Pour tourner Marie-Antoinette, elle bénéficie de très importants moyens de production ; elle veut aussi montrer combien la jeune dauphine, puis la jeune souveraine apportait un vent de fraîcheur à une Cour qu’elle jugeait un peu compassée.
Dès l’abord le film, dont la diffusion a dépassé très largement le cercle habituel du cinéma historique, a surpris, voire décontenancé. J’avais pensé à l’époque, sur un autre site, remettre un peu en perspective ce qu’on en pouvait penser. Mes premiers propos avaient été écrits avant même ma découverte du film, sur la seule foi des journaux.
Au fait le film ne la présente que de son arrivée en France, le 7 mai 1770 au départ de la famille royale de Versailles le 5 octobre 1789.
Le film et l’Histoire
Sans avoir (encore) vu le film, il faut que je réagisse un peu sur certaines appréciations de certains critiques de cinéma, qui semblent oublier qu’en matière historique, l’anachronisme est moins dans le nombre de boutons de culotte de la tenue d’un Garde-française que dans l’envie de plaquer nos habitudes de pensée sur des préoccupations que nous ne pouvons pas saisir ; c’est ainsi que Louis Pauwels disait fort justement que, si un chevalier du haut Moyen Âge était précipité à notre époque, il serait sûrement moins étonné de l’existence de l’arme atomique que du fait que l’on ne s’en serve pas pour délivrer le Saint-Sépulcre des Infidèles.
Que l’on se penche sur la jeunesse d’un personnage dont on connaît l’épouvantable destinée est une chose intéressante et je suis bien le dernier à ne pas réprimer mon émotion devant le sort immonde réservé à Marie-Antoinette.

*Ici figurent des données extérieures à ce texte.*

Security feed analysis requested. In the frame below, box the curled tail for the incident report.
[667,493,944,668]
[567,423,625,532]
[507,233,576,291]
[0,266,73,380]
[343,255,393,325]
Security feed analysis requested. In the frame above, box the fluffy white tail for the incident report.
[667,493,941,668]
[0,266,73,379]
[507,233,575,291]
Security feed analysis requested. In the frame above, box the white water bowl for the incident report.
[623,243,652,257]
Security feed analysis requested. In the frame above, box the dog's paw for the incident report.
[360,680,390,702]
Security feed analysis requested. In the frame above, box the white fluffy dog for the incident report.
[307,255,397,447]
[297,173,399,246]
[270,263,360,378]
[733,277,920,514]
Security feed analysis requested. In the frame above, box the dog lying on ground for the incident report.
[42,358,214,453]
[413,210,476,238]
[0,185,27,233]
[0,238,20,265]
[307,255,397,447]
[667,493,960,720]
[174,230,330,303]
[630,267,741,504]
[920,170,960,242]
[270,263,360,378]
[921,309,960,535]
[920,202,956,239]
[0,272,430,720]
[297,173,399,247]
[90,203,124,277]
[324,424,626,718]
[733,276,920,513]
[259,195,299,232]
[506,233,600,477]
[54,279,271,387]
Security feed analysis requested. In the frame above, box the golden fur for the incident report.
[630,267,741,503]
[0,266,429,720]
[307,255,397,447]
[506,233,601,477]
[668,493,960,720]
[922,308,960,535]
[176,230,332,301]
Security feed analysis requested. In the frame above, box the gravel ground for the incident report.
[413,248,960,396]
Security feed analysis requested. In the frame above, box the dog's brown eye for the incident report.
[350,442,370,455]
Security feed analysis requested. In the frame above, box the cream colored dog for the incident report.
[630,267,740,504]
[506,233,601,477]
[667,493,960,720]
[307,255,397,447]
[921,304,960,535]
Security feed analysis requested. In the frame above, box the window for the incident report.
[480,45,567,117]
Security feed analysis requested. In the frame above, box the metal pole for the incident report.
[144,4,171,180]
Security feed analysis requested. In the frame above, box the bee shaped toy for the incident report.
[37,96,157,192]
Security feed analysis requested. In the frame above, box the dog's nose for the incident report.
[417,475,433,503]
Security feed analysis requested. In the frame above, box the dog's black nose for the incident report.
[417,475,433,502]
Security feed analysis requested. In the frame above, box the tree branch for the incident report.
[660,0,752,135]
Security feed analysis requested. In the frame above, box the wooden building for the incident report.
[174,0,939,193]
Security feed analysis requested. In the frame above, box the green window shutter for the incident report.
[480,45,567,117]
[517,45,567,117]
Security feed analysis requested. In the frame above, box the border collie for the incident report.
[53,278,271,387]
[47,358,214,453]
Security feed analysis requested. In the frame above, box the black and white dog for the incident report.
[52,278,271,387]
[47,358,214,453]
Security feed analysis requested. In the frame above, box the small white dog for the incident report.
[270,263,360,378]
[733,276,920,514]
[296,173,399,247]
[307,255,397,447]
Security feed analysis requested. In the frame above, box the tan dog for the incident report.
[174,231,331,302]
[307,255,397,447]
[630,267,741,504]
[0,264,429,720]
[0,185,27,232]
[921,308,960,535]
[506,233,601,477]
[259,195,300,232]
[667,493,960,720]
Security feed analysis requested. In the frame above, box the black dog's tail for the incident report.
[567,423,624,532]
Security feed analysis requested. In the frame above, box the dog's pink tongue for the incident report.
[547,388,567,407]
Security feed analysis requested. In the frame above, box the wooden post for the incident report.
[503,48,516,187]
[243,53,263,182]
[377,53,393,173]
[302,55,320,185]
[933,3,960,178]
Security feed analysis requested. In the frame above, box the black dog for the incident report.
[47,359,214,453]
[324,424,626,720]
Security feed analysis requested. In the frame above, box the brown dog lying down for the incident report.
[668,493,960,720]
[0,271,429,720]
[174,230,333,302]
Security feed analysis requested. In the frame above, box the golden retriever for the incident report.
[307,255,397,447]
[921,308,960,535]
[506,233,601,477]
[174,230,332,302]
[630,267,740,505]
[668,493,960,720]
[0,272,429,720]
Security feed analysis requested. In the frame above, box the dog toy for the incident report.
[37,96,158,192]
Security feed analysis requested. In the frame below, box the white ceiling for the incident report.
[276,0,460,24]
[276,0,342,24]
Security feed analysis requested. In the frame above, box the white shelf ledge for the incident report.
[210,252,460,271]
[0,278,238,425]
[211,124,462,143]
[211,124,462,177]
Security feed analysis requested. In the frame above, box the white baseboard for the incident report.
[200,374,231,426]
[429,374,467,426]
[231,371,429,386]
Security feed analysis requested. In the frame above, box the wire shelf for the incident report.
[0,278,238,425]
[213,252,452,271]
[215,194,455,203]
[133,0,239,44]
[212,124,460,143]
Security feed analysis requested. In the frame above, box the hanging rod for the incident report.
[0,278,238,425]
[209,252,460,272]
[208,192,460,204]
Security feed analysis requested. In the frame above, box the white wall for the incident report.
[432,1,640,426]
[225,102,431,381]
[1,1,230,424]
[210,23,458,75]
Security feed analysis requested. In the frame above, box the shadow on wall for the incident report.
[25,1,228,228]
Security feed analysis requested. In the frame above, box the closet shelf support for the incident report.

Mais Marie-Antoinette, AVANT d’être une jeune fille, puis une femme c’est tout de même, d’abord, la Dauphine, puis la Reine, c’est-à-dire quelqu’un qui ne s’appartient pas ; ça peut largement choquer à notre époque qui se préoccupe de développement personnel et d’individualité harmonieuse, mais c’est ainsi : elle n’a pas été envoyée en France pour rigoler, ou pour prendre le bon air, mais pour sceller une alliance difficile.
Car – on n’en parle jamais beaucoup – quelque chose de fondamental s’est passé le 1er mai 1756, un coup d’audace diplomatique qui est un véritable coup de tonnerre en Europe : c’est ce qu’on a appelé le « Renversement des Alliances » : l’Autriche et la France enterrent officiellement une rivalité de 250 ans qui remonte à Charles Quint et François Ier, rivalité née de la prétention des Habsbourg de reconstituer l’Empire – romain et/ou carolingien – et d’attenter à l’indépendance du Royaume de France.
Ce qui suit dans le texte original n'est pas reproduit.